About Crescent Banking Company

Crescent Banking Company is a bank holding company headquartered in Jasper, Georgia with total consolidated assets of approximately $1.0 billion and consolidated shareholders' equity of approximately $22.2 million, representing a book value of $4.14 per share, as of June 30, 2009. The Company has 11 full service offices, a loan production office and a corporate office located in five counties in North Georgia. The Company had approximately 5.4 million shares of common stock outstanding at June 30, 2009. The Company's common stock is quoted on the Nasdaq Capital Market under the symbol "CSNT."

Cautionary Notice Regarding Forward-Looking Statements

Certain of the statements in this Press Release may constitute "forward-looking statements" for purposes of Section 27A of the Securities Act of 1933, as amended (the "Securities Act"), and Section 21E of the Securities Exchange Act of 1934, as amended (the "Exchange Act"), and as such may involve known and unknown risks, uncertainties and other factors which may cause the actual results' performance or achievements of the Company to be materially different from the future results' performance or achievements expressed or implied by such forward-looking statements.
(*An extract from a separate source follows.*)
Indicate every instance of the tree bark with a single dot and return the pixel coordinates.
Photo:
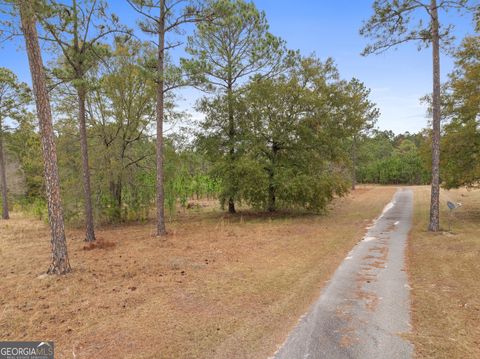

All statements other than statements of historical fact are statements that could be forward-looking statements. You can identify forward-looking statements through our use of words such as "believe," "intend," "continue," "hopeful" and other similar words and expressions of the future. Such forward-looking statements include, without limitation, statements about: the Company's work to aggressively identify problem loans and to pursue favorable resolutions of any issues associated with those problem loans; the Company's belief that it has accomplished a vast majority of the items required under the regulatory order that it entered into during the second quarter; the Company's work with its advisors to identify and pursue a variety of strategic alternatives, and the Company's belief that such alternatives, if successful, would improve its liquidity, capital and long-term prospects; and the Company having strong liquidity.

These forward-looking statements are based upon information presently available to the Company's management and are inherently subjective, uncertain and subject to change due to any number of risks and uncertainties, including, without limitation, those risks and factors discussed in the Company's Annual Report on Form 10-K for the year ended December 31, 2008, and Quarterly Reports for the quarters ended March 31, 2009, and June 30, 2009, under the captions "Special Cautionary Notice Regarding Forward-Looking Statements," "Risk Factors," and otherwise in the Company's reports and filings that it makes with the Securities and Exchange Commission.

You should not place undue reliance on any forward-looking statements, since those statements speak only as of the date that they are made. The Company has no obligation and does not undertake to publicly update, revise or correct any of the forward-looking statements after the date of this Press Release or after the respective dates on which such statements otherwise are made, whether as a result of new information, future events or otherwise, except as otherwise may be required by law.